Built in 1986, the Texas Motorplex was the first all-concrete quarter mile in the world and has been the site of world record performances and milestones literally since the gates were opened. And on July 30, 1986, before nitromethane ever filled the air around the Motorplex, cameras were rolling as the supertrack took its first baby steps with an invitational night race to put the track through its paces and lay down some rubber. Racers with some relatively high-powered machines did their best to get down the fresh, snow white racing surface that didn’t even have the majority of the lines painted on yet, and one unlucky racer had the misfortune of putting the very first impact marks on both guardrails.
http://www.youtube.com/watch?v=B3PlnyKw68A
The track officially opened for business just three days after this rare footage was captured, and a couple weeks later, Meyer booked in Eddie Hill, Dan Pastorini, Mike Dunn, Warren Johnson, and Bruce Allen in a best of three match race witnessed by more than 22,000 fans.
The following month, the Motorplex hosted its first national event, the NHRA Chief Nationals on September 25-28, and history took no time in being made, as Darrell Gwynn christened the new track on the very first nitro pass down the quarter mile, blazing to the first pass in the 5.20’s and over 275 MPH ever in Top Fuel with a 5.280 at a scorching 278.29 MPH. That same weekend, Kenny Bernstein also become the first Funny Car driver to dip into the 5.40’s with a 5.25, and Mark Oswald shattered the class speed record by nearly four miles per hour with his 268.09 MPH blast.

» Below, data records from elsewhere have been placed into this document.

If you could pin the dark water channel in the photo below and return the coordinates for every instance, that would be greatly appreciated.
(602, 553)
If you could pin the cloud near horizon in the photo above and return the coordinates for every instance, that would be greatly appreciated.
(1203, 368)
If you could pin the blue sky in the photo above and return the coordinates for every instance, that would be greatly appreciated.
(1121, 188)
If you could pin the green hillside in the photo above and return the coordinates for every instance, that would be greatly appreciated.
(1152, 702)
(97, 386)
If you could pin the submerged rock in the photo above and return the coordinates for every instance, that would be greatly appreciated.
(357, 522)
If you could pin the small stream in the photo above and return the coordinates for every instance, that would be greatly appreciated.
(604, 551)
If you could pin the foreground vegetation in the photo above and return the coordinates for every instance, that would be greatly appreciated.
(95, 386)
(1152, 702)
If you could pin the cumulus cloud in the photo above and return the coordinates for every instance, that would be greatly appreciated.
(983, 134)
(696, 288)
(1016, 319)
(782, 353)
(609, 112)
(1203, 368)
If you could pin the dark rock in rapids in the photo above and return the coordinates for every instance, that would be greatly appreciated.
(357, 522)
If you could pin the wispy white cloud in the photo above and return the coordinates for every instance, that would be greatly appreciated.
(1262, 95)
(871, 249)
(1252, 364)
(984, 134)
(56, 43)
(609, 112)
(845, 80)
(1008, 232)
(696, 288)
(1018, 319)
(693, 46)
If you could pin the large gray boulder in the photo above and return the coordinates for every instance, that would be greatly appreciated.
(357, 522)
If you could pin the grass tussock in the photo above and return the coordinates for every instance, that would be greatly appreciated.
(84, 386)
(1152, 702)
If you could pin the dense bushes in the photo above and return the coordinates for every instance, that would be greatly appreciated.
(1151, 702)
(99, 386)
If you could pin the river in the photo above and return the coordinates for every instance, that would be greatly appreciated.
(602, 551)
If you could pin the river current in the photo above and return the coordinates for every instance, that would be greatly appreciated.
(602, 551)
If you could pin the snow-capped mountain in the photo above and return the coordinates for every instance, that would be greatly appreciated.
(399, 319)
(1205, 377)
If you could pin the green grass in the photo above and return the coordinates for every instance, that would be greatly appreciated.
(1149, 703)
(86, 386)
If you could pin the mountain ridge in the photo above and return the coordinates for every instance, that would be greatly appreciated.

Following a rain delay on Sunday evening, Darrell Gwynn and Don Garlits staged one of the most epic Top Fuel finals in history under the lights at the Motorplex. Garlits came into the money round as the clear underdog but overcame all odds by strapping a huge .456 to .615 holeshot on “The Kid” and was never headed on his way to his 34th career win before a huge crowd of 41,000 NHRA fans.
After a quarter century of magical moments on that quarter mile down in Ennis, it’s hard to picture the place before the greats graced its surface and transformed it into the hallowed ground that its become. Fortunately, thanks to the power of technology, we don’t have to just imagine it.